US-based offshore wind developer Deepwater Wind has proposed to supply 200 megawatts from its Revolution Wind project to Connecticut.
The proposal is in response to Connecticut’s Department of Energy and Environmental Protection’s request for proposals for offshore wind energy.
“We’re ready to put Connecticut on the map when it comes to offshore wind,” said Deepwater Wind CEO Jeffrey Grybowski.
“We launched America’s offshore wind industry just a short distance away, off Block Island. We’re the best fit to help make Connecticut’s renewable energy goals a reality.”
The Revolution Wind project, located in federal waters roughly halfway between Montauk, New York, and Martha’s Vineyard, Massachusetts, is designed to serve as a regional energy centre, the developer said.
Deepwater Wind has a pending proposal before the Commonwealth of Massachusetts to supply energy from Revolution Wind to that state as well.
Revolution Wind Connecticut could be developed as a standalone or expansion project, depending on the results of each state’s procurement.

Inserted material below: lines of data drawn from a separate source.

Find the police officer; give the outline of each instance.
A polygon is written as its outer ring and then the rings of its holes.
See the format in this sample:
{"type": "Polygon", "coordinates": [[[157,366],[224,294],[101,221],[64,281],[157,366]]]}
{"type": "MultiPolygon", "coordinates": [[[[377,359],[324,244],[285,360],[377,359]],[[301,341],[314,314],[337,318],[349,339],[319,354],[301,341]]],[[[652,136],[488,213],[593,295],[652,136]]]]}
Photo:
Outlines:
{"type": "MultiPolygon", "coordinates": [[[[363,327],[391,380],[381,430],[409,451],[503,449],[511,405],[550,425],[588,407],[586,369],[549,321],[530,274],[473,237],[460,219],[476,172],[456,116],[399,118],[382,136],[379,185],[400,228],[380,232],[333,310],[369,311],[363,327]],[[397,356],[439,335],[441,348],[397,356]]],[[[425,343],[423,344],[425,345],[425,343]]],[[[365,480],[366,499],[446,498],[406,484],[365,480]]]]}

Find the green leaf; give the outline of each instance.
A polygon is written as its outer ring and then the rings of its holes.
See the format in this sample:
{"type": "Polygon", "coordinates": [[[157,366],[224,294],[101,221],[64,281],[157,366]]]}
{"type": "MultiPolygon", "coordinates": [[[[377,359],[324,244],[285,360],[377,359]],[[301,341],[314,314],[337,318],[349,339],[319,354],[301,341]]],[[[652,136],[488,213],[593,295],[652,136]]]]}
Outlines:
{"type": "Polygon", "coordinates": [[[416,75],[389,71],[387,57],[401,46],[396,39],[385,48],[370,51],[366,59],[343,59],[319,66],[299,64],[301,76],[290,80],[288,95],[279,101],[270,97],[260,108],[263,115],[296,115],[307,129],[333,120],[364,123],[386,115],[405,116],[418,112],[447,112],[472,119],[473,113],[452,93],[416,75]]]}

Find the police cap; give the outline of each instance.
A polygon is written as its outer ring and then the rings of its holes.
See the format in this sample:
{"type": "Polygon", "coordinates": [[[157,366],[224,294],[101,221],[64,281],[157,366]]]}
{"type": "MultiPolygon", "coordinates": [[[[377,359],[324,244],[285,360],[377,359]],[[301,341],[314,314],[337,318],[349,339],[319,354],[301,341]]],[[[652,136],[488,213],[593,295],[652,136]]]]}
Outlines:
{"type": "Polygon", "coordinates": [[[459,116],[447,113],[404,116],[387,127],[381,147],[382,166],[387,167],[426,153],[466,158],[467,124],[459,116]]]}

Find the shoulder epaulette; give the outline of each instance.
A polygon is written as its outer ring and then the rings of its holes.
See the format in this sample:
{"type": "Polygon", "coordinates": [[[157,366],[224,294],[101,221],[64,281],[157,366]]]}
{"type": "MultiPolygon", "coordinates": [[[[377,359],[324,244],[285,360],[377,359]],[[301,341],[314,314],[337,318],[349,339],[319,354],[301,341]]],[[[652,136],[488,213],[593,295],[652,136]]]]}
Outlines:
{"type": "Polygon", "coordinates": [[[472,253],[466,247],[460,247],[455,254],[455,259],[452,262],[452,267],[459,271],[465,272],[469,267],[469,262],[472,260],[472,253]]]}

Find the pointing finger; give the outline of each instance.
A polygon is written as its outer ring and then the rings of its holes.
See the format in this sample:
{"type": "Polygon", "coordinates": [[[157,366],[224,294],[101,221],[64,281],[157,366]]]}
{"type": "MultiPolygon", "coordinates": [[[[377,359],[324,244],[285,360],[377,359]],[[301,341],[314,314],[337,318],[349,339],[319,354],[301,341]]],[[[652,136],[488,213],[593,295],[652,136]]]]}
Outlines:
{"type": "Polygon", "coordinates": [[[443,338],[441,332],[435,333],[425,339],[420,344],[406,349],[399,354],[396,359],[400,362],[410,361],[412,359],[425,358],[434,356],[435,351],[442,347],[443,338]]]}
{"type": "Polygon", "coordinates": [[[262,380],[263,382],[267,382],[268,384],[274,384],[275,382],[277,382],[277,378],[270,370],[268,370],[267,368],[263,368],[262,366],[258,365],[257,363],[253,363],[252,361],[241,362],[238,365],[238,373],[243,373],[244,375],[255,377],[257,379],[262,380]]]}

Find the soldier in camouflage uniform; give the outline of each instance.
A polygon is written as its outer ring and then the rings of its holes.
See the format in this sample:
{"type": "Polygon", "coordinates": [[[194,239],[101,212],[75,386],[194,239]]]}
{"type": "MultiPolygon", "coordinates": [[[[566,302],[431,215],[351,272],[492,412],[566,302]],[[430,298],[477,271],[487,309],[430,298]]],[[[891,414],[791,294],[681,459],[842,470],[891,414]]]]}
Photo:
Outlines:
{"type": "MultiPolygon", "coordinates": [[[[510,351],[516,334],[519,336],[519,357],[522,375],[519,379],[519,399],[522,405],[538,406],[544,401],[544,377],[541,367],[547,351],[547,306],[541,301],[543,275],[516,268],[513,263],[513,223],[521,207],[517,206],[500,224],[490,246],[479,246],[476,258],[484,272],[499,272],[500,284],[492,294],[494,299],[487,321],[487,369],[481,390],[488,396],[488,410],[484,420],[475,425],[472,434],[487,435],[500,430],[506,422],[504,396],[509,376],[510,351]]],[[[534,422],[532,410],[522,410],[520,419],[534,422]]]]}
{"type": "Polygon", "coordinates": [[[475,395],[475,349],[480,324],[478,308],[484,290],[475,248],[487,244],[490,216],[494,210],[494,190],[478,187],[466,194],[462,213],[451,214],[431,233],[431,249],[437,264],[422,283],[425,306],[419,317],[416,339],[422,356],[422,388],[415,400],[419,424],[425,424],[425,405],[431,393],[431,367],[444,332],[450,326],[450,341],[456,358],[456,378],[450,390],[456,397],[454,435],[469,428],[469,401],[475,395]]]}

Revolution Wind would be paired with a first-of-its-kind offshore transmission backbone developed in partnership with National Grid Ventures. This system would support not just Revolution Wind, but also future offshore wind farms in the region, even if they’re built by competitors, according to Deepwater Wind.
The developer is also proposing an optional energy storage component, which would make Revolution Wind capable of delivering clean energy to Connecticut utilities when it’s needed most, during peak hours of demand on the regional electric grid – even when the wind isn’t blowing.
If approved, construction work on Revolution Wind would begin in 2022, with the project in operations in 2023. Survey work is already underway at Deepwater Wind’s lease area.
Besides Deepwater Wind, Bay State Wind, a 50-50 partnership between Ørsted and Eversource, has submitted a bid to develop a 200MW offshore wind farm in response to Connecticut’s RFP.